Personally, I would go for the biopsy so that you know one way or another. I think with a child it's important to know and makes accessing help easier if they are coeliac - plus as a rebellious teenager they could say 'oh, don't know that I am coeliac, eat what I like' and if they were, could do a lot of harm.

Hi I really think you should go for the biopsy. My DD is a coeliac and had a biopsy at 15 months. It will give you and your DS a proper diagnoses one way or another. If he has coeliac disease your DS will get food items, bread, biscuits, pasta etc on presciption, gluten free food is very expensive. He will also be allocated a peadatric dietitian and will get regular height and weight checks. If he isn't you may be cutting out a huge and important food group that you dont need to. I know how concern you are but beleive me it is for the best. My DD has never looked backed and is a very health 9 year old, who can explain and control her own diet. You could contact Coeliac UK helpine 0845 3052060.

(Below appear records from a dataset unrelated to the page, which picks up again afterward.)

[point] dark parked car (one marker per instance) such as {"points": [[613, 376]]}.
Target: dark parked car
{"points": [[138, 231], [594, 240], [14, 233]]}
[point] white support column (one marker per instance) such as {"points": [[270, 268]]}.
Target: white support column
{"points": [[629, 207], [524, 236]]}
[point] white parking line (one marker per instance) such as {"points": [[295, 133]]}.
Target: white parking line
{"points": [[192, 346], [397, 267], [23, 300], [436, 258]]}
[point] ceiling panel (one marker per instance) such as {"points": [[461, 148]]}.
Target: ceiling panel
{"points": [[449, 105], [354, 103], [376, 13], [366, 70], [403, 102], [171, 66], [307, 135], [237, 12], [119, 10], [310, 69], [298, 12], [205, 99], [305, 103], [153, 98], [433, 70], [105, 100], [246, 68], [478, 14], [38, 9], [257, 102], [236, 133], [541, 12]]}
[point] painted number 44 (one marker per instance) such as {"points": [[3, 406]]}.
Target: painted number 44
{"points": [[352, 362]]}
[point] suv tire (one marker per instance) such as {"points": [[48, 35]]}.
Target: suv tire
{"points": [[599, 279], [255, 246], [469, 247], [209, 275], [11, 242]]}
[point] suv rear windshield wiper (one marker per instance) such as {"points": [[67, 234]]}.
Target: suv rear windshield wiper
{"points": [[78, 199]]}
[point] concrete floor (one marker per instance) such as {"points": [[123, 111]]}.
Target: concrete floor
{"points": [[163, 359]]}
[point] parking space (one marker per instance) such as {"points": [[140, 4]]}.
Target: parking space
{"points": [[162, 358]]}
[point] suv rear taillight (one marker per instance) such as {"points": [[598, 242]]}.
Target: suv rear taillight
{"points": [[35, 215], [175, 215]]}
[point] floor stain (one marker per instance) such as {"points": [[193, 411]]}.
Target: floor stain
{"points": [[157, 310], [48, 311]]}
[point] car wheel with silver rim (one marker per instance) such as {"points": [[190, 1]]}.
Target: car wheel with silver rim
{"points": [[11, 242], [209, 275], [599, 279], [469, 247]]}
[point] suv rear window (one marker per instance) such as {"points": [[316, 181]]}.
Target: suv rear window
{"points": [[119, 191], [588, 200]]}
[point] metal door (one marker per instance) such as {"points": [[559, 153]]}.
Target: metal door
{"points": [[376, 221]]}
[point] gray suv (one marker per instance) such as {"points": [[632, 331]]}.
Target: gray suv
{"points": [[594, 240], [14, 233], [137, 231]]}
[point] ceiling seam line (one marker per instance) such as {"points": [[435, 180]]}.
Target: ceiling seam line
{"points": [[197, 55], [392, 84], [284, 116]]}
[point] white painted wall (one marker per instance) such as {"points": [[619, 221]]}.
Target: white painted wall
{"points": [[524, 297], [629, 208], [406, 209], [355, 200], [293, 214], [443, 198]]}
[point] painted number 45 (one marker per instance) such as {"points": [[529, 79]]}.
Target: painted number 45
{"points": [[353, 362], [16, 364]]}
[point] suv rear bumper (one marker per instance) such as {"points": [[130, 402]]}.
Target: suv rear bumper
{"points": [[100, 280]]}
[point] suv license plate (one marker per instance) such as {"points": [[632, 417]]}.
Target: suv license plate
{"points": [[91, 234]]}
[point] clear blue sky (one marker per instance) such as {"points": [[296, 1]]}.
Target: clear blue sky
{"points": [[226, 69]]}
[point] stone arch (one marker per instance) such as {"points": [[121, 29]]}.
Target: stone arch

When my DD was about 5, over a peiod of time, she became very pale, tired, thin, had stomach pains and leg pain. When I noticed how bad she looked, the doctor ran tests, and she got positive for coeliac antibodies. The doctor told em to put her on a gluten free diet straight away. three months laterm when we got her referrral to Great Ormond Street the doctor there told us she would need gluten in her diet for 3-6 months. at this time, one biscuit had her crying in pain all night. I refused to do this, and had a row with the doctor. She called me unreasonable, and said that if she had a child, she would inflict this pain on her for all those months, for the benefit of the test, and I wouldnt be getting prescription food without it! She then turned to my dp and told him to take me home, talk me into it, and she would call in a day or two! I went spare! DD DIDNT have the test, and six years down the line, we have managed perfectly well without a free prescription. Gluten free is easy once you get the hang of it. DD and I have discussed the issue, and she is happy with the plan that if she feels the need to eat wheat and gluten when she is older, she will have the test first. We have a peadiatrician, and can see a dietician when we like, and recently, our new doctor has issued us with a prescription without the biopsy. Obviously, your son has other issues in the mix as well, but if you can work out his allergies without this test, and he is better without gluten anyway, why put him through it?! Coeliac is hereditary, so others could be susceptible.
As to the school, I would go mad if they didnt take my childs health issues seriously, and cause a large fuss, but is this a good reason to put a child through an invasive medical procedure?